How Language Models Actually Work
Demystify LLMs from tokens to next-word prediction, using simple analogies you will actually remember.
Let us play a quick game. Complete this sentence:
'Once upon a...'
Your brain instantly predicted the word 'time'. You did not search a dictionary or look up the history of storytelling. Instead, you matched a pattern you have heard hundreds of times in your life. That is the fundamental concept behind Large Language Models.
Your phone keyboard's autocomplete guesses the next word based on the last few letters you typed. It is a very simple pattern matcher. Now imagine that same autocomplete, except it has read almost all public books, papers, and code repositories on the internet, and has billions of adjustable settings (parameters) to remember those connections. That is an LLM. It is not an 'oracle' that retrieves pre-written answers from a database - it is just a supercharged next-word predictor.
How does it connect words? (The Transformer)
Before 2017, language models read sentences word-by-word, like a person reading left-to-right through a tiny straw. They often forgot the beginning of a long sentence by the time they reached the end. This changed with the Transformer architecture, introduced in the famous paper Attention Is All You Need.
Transformers process the entire sentence at once, using a mechanism called Self-Attention to link related words together, no matter how far apart they are.
How do you know bank means a riverbank and not a financial institution? You instantly connected it to the word river. Self-Attention calculates mathematical weights between words so the model understands context in the exact same way.
Temperature: Setting the Creativity
When predicting the next word, the model generates a list of possibilities with probability scores. The Temperature setting controls how we choose from this list:
- Temperature = 0 (Predictable): The model always picks the single highest-scoring word. Excellent for writing code, solving math, or structured JSON output where repetition and consistency are preferred.

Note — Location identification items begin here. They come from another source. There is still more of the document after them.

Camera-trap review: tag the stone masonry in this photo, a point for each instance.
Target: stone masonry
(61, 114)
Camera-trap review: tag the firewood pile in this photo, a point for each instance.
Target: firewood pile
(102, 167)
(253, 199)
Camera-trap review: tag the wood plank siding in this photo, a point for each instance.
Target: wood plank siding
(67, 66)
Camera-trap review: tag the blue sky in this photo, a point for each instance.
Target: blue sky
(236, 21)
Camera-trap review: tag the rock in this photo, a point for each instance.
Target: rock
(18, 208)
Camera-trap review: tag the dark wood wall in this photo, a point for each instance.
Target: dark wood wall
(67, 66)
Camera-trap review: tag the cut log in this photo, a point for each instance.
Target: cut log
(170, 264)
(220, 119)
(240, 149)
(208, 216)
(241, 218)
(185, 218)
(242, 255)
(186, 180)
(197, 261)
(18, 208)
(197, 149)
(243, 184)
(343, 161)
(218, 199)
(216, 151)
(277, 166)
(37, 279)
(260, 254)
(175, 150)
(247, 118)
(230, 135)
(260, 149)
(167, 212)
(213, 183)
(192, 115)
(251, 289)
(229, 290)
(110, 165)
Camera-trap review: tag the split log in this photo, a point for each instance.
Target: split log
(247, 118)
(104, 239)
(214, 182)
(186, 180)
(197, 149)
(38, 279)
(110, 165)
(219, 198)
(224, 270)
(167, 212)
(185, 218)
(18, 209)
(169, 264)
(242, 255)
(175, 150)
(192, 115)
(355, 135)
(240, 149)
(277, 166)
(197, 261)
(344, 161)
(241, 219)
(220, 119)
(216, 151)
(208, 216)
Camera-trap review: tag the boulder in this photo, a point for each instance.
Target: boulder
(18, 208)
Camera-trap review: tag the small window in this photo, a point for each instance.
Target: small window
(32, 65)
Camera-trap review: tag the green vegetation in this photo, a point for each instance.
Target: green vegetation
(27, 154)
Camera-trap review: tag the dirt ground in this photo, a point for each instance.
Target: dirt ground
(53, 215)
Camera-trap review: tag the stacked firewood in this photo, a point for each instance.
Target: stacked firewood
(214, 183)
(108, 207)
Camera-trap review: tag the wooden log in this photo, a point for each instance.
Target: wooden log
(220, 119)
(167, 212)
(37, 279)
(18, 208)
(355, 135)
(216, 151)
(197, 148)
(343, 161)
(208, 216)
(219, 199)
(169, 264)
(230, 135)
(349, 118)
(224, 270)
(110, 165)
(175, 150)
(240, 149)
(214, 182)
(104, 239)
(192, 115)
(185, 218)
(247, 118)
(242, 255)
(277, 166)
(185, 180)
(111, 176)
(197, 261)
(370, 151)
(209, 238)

- Temperature = 0.7 (Balanced): The model picks proportionally from the most likely options, adding variety. Great for general assistants and essays.
- Temperature = 1.2+ (Creative): The model takes wilder guesses. Fun for brainstorming, but can quickly lead to nonsensical sentences.
Default balanced mode. Blends predictable structures with moderate word variety.
Why LLMs are Stateless
By default, a raw model is completely stateless: it does not remember your past messages, cannot browse the web, and has no idea what today's date is. Every conversation feels like its first. To build modern apps that seem to have memory or access live web search, we wrap the model in systems (like RAG or databases) that feed the necessary context into its prompt with every new request. The base model itself remains a static pattern-matcher.